To fill an important blink about the Iranian consumption, Iranian people have remarkable increased their spending on education, communication, healthcare and housing. With such a solid consumption track record, these would be areas where investors should be looking for long-term plays in my view. Also note that household indebtness is significantly low in the country which now has room for growth. We therefore will see high business volume growth in the financial services over the next years. A lesser known fact is that tourism potential of Iran, mainly driven by many historically important sites. You may ski in the North or enjoy golden sandy beaches in the South.

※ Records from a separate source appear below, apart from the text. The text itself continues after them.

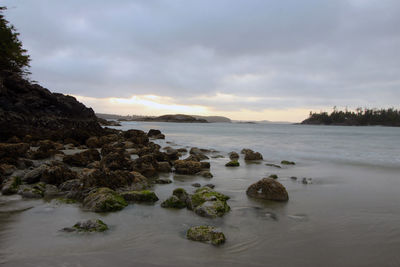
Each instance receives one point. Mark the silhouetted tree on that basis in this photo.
(13, 57)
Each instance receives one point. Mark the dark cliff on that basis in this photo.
(29, 109)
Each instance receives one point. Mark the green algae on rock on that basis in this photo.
(205, 233)
(140, 196)
(232, 163)
(88, 226)
(103, 200)
(286, 162)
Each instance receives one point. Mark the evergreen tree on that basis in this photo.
(13, 57)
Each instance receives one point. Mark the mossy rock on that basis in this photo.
(178, 200)
(232, 163)
(140, 196)
(209, 203)
(88, 226)
(104, 200)
(286, 162)
(173, 202)
(206, 233)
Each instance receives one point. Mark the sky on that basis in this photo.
(245, 59)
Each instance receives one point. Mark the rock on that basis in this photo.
(173, 202)
(233, 155)
(112, 179)
(12, 150)
(268, 189)
(232, 163)
(82, 159)
(205, 174)
(93, 142)
(104, 200)
(206, 233)
(7, 169)
(212, 186)
(119, 160)
(34, 191)
(34, 175)
(29, 109)
(138, 137)
(273, 165)
(57, 175)
(163, 181)
(164, 167)
(88, 226)
(187, 167)
(209, 203)
(285, 162)
(196, 185)
(140, 196)
(179, 200)
(47, 148)
(198, 157)
(156, 134)
(10, 187)
(251, 155)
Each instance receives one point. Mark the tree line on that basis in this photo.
(361, 117)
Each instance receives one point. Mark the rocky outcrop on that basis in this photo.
(104, 200)
(268, 189)
(29, 109)
(205, 233)
(88, 226)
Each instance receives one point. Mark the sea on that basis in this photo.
(347, 214)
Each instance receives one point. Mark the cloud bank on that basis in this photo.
(254, 57)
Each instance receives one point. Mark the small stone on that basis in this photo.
(88, 226)
(286, 162)
(232, 163)
(206, 233)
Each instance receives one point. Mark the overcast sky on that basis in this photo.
(246, 59)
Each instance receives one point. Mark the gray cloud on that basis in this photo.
(291, 53)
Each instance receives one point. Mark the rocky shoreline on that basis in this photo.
(112, 170)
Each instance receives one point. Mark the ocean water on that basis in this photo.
(348, 216)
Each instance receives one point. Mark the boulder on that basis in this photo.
(233, 155)
(156, 134)
(268, 189)
(119, 160)
(209, 203)
(205, 174)
(57, 174)
(140, 196)
(34, 175)
(164, 167)
(251, 155)
(11, 186)
(88, 226)
(104, 200)
(179, 200)
(206, 233)
(187, 167)
(286, 162)
(82, 159)
(232, 163)
(13, 150)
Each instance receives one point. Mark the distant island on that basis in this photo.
(166, 118)
(360, 117)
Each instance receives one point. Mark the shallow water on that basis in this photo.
(348, 216)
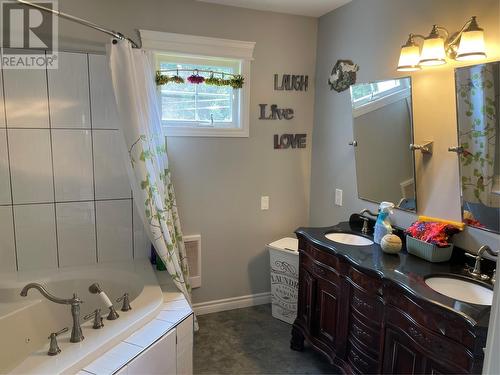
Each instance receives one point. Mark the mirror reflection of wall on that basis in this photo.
(478, 108)
(382, 128)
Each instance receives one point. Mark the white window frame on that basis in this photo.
(205, 47)
(391, 96)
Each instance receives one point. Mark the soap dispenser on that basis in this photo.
(383, 225)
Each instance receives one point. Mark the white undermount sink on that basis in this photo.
(460, 289)
(349, 239)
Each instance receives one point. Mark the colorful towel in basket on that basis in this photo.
(432, 232)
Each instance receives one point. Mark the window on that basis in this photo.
(199, 109)
(370, 92)
(191, 105)
(369, 97)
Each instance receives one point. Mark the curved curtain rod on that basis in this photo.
(81, 21)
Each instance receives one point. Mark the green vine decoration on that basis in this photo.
(477, 140)
(162, 79)
(236, 81)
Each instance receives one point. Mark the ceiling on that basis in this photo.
(312, 8)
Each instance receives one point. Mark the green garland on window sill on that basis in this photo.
(236, 81)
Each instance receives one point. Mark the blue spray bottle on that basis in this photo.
(383, 225)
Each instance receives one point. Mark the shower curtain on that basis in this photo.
(145, 151)
(477, 132)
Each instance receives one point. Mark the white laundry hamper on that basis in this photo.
(284, 258)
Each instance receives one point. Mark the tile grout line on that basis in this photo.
(10, 172)
(62, 202)
(133, 242)
(93, 160)
(53, 173)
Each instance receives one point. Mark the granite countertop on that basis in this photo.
(404, 269)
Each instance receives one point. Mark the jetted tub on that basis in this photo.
(26, 322)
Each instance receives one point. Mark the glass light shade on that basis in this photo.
(433, 52)
(409, 58)
(472, 46)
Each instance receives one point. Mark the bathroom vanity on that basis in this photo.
(370, 312)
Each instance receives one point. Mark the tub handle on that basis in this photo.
(126, 302)
(53, 347)
(98, 321)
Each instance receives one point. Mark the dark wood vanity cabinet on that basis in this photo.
(368, 325)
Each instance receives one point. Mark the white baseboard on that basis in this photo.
(231, 303)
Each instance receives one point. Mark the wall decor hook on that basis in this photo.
(425, 148)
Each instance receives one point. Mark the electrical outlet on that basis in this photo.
(338, 197)
(264, 203)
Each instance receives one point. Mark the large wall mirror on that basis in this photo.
(382, 128)
(478, 108)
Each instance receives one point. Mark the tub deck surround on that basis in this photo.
(174, 311)
(371, 312)
(27, 327)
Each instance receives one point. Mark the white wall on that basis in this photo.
(65, 199)
(371, 34)
(219, 181)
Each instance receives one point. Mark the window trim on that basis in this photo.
(199, 46)
(393, 97)
(190, 124)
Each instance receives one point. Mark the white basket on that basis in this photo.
(428, 251)
(284, 259)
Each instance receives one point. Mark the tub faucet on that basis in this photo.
(76, 331)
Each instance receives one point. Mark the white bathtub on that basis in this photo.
(26, 322)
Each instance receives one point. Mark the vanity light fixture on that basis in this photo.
(464, 45)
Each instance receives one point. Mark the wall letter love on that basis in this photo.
(289, 141)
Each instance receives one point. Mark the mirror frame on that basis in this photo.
(458, 143)
(412, 140)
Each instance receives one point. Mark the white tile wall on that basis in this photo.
(76, 233)
(35, 236)
(31, 165)
(69, 92)
(71, 201)
(114, 230)
(5, 197)
(111, 180)
(7, 245)
(104, 116)
(72, 150)
(26, 102)
(2, 107)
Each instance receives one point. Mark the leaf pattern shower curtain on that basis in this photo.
(145, 151)
(477, 132)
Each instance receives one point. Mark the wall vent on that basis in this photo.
(193, 251)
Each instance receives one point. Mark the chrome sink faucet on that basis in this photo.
(364, 211)
(476, 271)
(76, 332)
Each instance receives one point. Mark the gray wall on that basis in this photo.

After painting a rosy picture about Iran, this is where I should investors about the corporate governance standards in the country. Iran ranked 130th among 167 countries in the Corruption Perception Index released by Transparency International in which countries listed from least corrupted to the most in an ascending order. Considering that Iran was one of the worst business environments in a business ethics perspective, the government is making progress in fighting pervasive corruption in Iran. Additionally, the complicated legal system is among the risks investors have to keep in mind before entering the market.
The below is a list of top traded stock listed in Tehran Stock Exchange where the total market cap reaches up to $170 billion. However, due to the above-mentioned risks, as ever it is in frontier markets, debt is currently a better investment than equity in Iran.
With the removal of the sanctions, Turkey and Iran not have the opportunity to expand positive aspects of their relationship. Despite the fact that two countries confront each other over Syria, the economic collaboration will ultimately strengthen over the upcoming period. Turkey will have a lot to benefit from Iran’s huge commercial market but also will face fierce competition in some areas including cement industry.
Turkey’s Gubretas (BIST:GUBRF), a fertilizer producer, recently appeared to be the top pick of investors who bet on Iran’s opening gates to the world in Turkish market. Gubretas owns 48.8% of an Iranian company, Razi Petrochemicals, which generates almost half of the total revenue. With domestic catalysts which include the impact of the removal of VAT on fertilizers, Gubretas has a positive outlook. However, risks related to the corporate governance need to be mentioned here again, since I do not believe the stock is not a buy under the current circumstances.